Bailey's reputation in the 50-over format has been largely built on his outstanding tour of India in 2013, during which he averaged 95.60. But his subsequent returns have been far more modest. In the 20 innings he's played since punishing the Indian attack on low, slow wickets, Bailey has notched a half-century on just two occasions, neither of them match-winning.
Bailey is generally seen as a likable and easy-going character - that smile again - with an apparent lack of ego that has allowed him to gracefully step up to the captain's role and then down again, depending on Michael Clarke's availability.
He has dealt with the uncertainty of his role admirably, admitting he could feasibly be captain of Australia's World Cup side one day, and watching from his lounge room the next; it's difficult to see how Clarke, Bailey and Steve Smith could all fit into one side.
Cricket Australia has long valued Bailey for his leadership skills and his contribution to a healthy team environment, even when his numbers were not setting the world alight. They kept faith with him when they could easily have installed Smith as ODI captain for the World Cup.

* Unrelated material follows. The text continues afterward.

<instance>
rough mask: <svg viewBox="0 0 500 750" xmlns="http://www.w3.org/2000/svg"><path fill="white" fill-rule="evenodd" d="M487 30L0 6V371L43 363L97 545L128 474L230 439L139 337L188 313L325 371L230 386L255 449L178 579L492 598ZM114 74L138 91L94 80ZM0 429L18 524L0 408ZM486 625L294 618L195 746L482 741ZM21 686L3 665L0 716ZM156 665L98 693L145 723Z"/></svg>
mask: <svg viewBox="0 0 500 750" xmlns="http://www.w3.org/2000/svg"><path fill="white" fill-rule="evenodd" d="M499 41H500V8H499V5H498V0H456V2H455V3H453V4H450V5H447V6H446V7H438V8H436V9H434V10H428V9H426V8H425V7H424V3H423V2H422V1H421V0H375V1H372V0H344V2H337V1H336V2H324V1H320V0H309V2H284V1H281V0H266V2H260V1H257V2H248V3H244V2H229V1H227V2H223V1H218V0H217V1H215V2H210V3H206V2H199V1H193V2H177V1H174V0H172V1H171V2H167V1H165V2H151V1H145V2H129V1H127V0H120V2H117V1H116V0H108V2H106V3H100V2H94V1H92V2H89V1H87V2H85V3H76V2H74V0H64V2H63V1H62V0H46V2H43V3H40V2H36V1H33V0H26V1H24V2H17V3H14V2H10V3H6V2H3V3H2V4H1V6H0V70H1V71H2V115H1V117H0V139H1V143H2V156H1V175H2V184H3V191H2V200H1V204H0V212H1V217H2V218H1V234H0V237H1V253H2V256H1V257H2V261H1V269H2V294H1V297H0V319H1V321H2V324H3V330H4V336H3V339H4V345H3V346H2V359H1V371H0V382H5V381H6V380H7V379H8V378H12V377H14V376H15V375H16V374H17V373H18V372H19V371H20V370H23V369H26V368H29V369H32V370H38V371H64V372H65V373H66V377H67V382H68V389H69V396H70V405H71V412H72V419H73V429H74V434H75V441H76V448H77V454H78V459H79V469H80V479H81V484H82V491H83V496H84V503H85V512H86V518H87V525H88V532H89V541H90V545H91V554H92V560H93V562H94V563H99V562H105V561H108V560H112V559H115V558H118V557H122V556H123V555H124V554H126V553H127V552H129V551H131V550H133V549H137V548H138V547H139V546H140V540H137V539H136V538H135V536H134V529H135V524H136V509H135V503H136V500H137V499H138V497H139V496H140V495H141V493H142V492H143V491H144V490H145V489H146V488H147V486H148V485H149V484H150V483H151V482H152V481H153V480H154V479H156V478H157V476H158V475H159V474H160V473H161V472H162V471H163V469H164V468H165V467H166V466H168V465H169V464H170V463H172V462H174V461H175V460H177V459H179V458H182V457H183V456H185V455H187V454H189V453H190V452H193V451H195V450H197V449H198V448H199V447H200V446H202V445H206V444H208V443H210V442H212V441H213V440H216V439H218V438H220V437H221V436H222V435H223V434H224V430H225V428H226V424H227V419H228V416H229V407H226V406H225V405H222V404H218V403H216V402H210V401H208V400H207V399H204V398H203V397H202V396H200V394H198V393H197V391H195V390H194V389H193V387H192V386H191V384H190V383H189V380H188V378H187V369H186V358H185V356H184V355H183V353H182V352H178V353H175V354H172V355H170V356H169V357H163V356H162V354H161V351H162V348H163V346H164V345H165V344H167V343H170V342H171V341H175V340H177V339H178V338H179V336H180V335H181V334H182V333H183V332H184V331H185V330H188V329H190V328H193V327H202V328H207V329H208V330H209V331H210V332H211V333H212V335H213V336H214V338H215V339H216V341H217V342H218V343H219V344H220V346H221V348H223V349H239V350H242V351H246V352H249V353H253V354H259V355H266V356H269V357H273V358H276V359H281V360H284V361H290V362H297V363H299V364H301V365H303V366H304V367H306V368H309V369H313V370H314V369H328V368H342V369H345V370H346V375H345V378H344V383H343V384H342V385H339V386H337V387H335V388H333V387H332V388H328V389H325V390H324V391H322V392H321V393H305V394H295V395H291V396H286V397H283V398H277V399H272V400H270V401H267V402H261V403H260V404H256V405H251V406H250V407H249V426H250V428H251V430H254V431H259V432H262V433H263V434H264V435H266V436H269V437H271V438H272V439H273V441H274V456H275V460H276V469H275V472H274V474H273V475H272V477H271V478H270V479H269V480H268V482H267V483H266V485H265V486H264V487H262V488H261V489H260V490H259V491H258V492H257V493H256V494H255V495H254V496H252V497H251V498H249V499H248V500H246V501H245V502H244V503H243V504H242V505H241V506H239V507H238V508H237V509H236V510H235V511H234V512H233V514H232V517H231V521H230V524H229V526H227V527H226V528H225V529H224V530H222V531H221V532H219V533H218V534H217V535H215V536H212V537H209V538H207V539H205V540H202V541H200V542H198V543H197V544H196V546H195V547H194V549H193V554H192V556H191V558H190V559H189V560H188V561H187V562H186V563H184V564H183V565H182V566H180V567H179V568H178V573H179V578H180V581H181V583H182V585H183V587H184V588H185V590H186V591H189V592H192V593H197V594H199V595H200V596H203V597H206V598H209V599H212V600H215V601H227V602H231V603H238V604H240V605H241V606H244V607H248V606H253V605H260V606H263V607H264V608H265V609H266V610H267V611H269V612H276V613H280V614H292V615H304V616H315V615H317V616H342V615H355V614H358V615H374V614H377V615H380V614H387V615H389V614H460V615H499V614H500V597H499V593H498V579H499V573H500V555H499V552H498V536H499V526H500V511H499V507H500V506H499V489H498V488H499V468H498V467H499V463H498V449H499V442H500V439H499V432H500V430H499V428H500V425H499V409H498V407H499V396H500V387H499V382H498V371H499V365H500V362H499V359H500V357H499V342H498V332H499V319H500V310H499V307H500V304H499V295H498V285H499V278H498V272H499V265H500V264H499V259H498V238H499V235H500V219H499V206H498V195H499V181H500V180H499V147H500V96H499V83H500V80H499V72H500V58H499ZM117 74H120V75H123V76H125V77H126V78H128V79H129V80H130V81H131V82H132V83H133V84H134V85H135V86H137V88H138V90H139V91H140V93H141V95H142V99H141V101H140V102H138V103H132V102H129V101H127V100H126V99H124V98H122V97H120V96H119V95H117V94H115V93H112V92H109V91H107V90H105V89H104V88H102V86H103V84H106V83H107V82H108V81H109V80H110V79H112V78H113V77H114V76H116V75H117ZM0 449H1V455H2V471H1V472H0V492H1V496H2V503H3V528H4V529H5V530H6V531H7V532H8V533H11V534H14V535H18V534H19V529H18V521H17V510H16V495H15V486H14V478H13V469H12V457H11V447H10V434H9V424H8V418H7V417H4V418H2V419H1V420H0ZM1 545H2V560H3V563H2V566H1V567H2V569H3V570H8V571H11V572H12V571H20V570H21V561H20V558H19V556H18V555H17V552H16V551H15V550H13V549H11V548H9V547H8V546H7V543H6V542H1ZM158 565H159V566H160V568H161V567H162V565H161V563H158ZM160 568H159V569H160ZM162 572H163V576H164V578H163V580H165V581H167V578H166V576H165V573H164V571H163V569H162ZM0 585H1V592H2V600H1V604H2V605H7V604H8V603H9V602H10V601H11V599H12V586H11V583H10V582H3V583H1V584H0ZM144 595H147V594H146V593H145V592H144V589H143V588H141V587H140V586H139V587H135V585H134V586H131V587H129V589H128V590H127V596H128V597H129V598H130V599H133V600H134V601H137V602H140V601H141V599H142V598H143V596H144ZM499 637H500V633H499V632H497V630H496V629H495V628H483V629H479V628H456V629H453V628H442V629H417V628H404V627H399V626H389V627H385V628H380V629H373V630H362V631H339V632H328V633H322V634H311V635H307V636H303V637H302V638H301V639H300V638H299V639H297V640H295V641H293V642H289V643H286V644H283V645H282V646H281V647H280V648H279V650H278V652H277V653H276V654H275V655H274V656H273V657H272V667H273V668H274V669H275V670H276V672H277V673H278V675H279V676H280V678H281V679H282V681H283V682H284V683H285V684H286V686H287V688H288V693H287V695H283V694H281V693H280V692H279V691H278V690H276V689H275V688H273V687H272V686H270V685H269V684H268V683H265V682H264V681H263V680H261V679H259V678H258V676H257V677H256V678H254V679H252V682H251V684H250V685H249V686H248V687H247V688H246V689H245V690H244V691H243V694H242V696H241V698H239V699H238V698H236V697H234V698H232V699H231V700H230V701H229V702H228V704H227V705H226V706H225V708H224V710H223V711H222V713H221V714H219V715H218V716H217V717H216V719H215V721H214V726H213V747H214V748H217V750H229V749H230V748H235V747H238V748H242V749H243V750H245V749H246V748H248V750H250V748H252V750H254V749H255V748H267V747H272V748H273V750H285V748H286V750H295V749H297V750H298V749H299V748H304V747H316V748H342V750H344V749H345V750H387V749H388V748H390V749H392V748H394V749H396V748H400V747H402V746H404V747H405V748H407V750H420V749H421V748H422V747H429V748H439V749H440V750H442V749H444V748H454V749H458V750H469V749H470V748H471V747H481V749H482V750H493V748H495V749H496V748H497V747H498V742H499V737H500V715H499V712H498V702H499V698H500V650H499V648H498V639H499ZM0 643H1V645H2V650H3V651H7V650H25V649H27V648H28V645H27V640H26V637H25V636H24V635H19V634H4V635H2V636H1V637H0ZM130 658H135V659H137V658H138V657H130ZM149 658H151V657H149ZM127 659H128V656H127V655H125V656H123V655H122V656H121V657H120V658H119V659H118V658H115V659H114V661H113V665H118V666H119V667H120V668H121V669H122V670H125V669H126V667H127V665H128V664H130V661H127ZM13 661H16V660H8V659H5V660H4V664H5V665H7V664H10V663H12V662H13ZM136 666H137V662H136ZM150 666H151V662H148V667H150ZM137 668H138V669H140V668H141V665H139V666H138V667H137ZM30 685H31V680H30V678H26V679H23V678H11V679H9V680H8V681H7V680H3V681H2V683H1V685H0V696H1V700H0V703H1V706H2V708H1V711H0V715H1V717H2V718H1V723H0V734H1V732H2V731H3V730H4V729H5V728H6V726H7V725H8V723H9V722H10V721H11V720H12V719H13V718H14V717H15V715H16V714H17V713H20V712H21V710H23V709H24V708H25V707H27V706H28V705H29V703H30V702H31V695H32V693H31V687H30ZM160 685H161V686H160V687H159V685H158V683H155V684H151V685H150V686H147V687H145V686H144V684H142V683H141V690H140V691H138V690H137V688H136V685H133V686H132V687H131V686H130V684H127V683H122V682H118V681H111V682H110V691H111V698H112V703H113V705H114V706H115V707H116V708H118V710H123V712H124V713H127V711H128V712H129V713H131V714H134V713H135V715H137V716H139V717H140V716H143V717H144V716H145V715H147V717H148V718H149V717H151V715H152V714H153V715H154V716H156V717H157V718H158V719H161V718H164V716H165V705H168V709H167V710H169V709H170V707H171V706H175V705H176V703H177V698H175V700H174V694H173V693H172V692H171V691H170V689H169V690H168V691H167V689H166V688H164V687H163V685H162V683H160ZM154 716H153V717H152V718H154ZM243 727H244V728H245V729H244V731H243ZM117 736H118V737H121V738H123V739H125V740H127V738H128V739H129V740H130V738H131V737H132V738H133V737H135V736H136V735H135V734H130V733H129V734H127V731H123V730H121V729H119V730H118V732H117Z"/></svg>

But it was perhaps telling that when Jos Buttler fumbled before clumsily removing the bails to end Smith's innings, the Fox Sports Cricket Twitter account tweeted, "Smith stumped! Reaction time of the Aussie skipper falters for the first time this summer!" In fact, the Aussie ODI skipper - although Smith has captained the ODI side once this summer - has faltered in all but one innings this series; a half century in the first match against South Africa.
In the same press conference in which he'd dismissed the notion of being out of form, Bailey was asked about the importance of Clarke to Australia's World Cup hopes. Bailey described the question as "weird".
"I still think we can win it without him," he said, the smile still firmly in place. "But I'd certainly prefer to win it with him."
There may be some very long net sessions in store before February 14.